Puritans did not oppose sex and were harsh critics of celibacy for Roman Catholic clergy, but double entendres led the mind and body astray and therefore were not to be tolerated. Two centuries before, in Elizabethan times, one poem begins with the line “I have a gentle cock” and ends with: “And every night he perches in my lady’s chamber.” This bawdy tradition continued for centuries. The 1785 Classical Dictionary of the Vulgar Tongue notes that the phrase “cock alley” means “the private parts of a woman.”
In the American colonies, the more anodyne rooster began to replace cock just before the revolution, starting in the north and spreading south. The term derives from an Old English word for the perch of a domestic fowl. In the young United States, haycocks became haystacks, weathercocks became weathervanes, and water cocks became faucets. Even cockroaches turned into just plain roaches. “Victoria was not crowned in England until 1838, but a Victorian movement against naughty words had been in full blast in this country since the beginning of the century,” H. L. Mencken notes sardonically in American Language. Cock had to go because it had acquired “an indelicate anatomical significance.” In Britain, the word continues to be used in all its glorious ambiguity. Well into the Victorian era, cock was still preferred among British doctors as a descriptor of the human organ over the more newfangled term penis, adopted from the French but originating in Latin.
The cock most likely acquired this “indelicate anatomical significance” due to extremely randy behavior—and research demonstrates that the male chicken prefers new partners to familiar ones.
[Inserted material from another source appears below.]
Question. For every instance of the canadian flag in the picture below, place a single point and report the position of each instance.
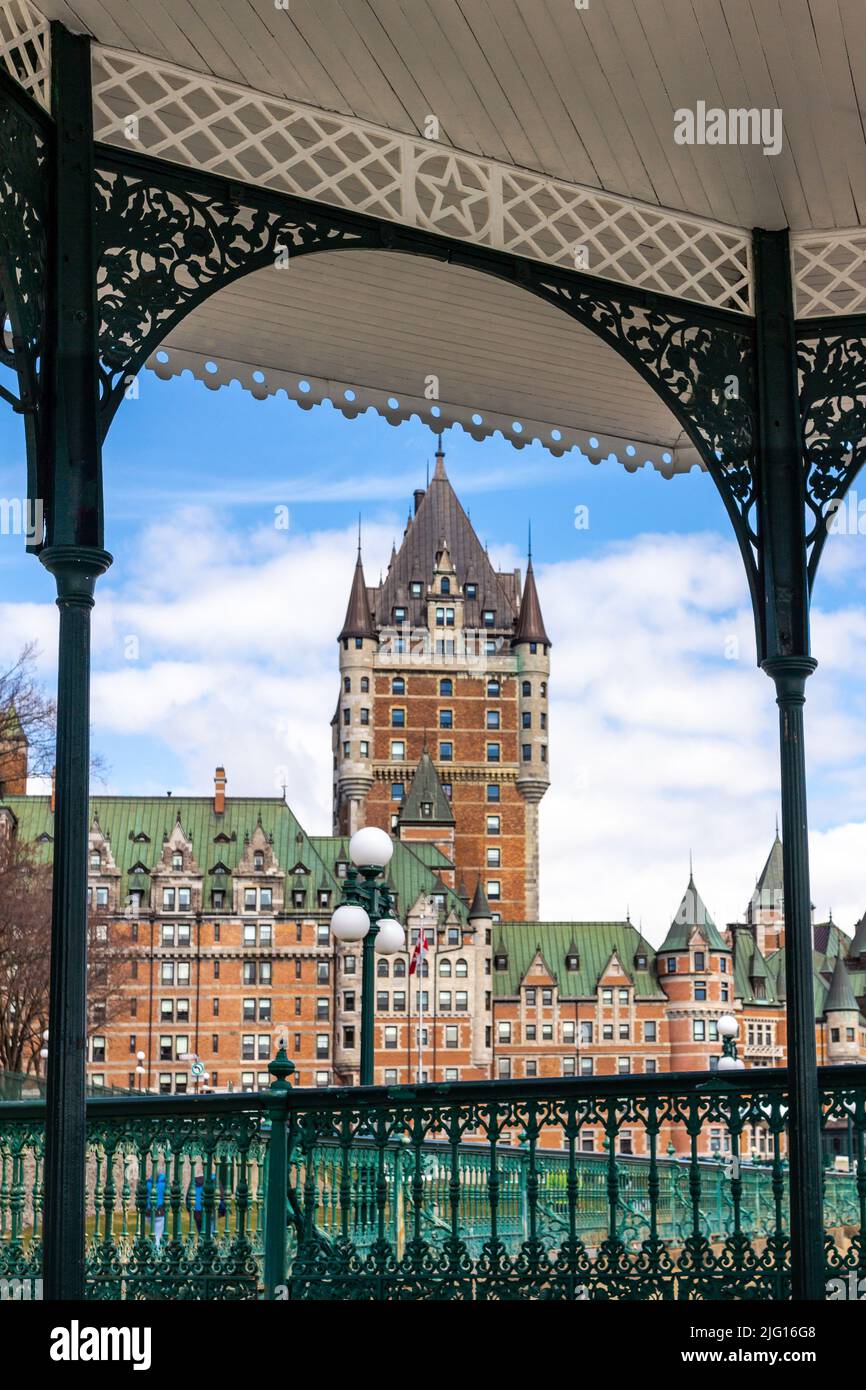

Scientists call this salacious behavior the “Coolidge effect.” During separate tours of a chicken farm by President Calvin Coolidge and his wife in the 1920s, Mrs. Coolidge remarked on a rooster that was busy mating. She was told that this behavior took place dozens of times daily. “Tell that to the president when he comes by,” she said coolly. When the message was relayed, the president asked if the rooster mated with the same hen. He was told no, that the male preferred a variety of partners. “Tell that to Mrs. Coolidge,” he responded.